-
Bibi sur Facebook
Dernières Découvertes
Les Ami(e)s photographes
Les meilleurs Amis de BiBi
Poètes, Psycho, Socio, Musiko
1400 billets depuis que j’ai ouvert mon blog en mars 2008.
C’est presque par hasard que je suis tombé sur ce nombre. En relisant mon premier souhait de blogueur d’alors (mars 2008), j’ai été plutôt content d’avoir gardé toujours ce même désir (leurre nécessaire) dans mes billets: «que les Esclaves acceptent un peu moins leur servitude, que les Damnés de la Terre souscrivent un peu moins à leur propre domination sociale». (Pierre Bourdieu).
OK, applaudissez-moi sauf que… j’ai tort de ne m’en tenir qu’à ce désir particulier. Non qu’il soit faux (il est de première nécessité) mais il peut donner à penser que mes états d’âme n’auraient à être lus que dans un rapport d’extériorité avec le Monde. Bref que je me poserais en donneur de leçons.

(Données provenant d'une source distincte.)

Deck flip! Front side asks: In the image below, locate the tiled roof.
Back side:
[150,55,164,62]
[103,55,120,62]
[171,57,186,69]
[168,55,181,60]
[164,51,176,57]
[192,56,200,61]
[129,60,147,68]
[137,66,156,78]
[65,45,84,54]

Or, dans ce Monde, j’y suis. Et pas qu’un peu. J’y suis… et jusqu’au cou. Et je rajoute que vraiment vraiment je ne suis pas au clair en cette période troublée.
*
Ce vendredi, j’ai croisé le fer avec une groupie à 200% de Mélenchon et du Front de Gauche (FdG) sur Twitter. J’avais relevé deux de ses tweets qui mériteraient une plus longue discussion qu’en 140 caractères. Elle avait écrit :
1. «Tous les responsables FDG ont été patients à tout vous expliquer de long en large… C’est VOUS les fautifs qui ne faites pas l’effort» et
2. « «Réfléchir» chose que le peuple ne fait pas ! Le FDG a beau expliquer encore et encore, le peuple ne veut pas comprendre».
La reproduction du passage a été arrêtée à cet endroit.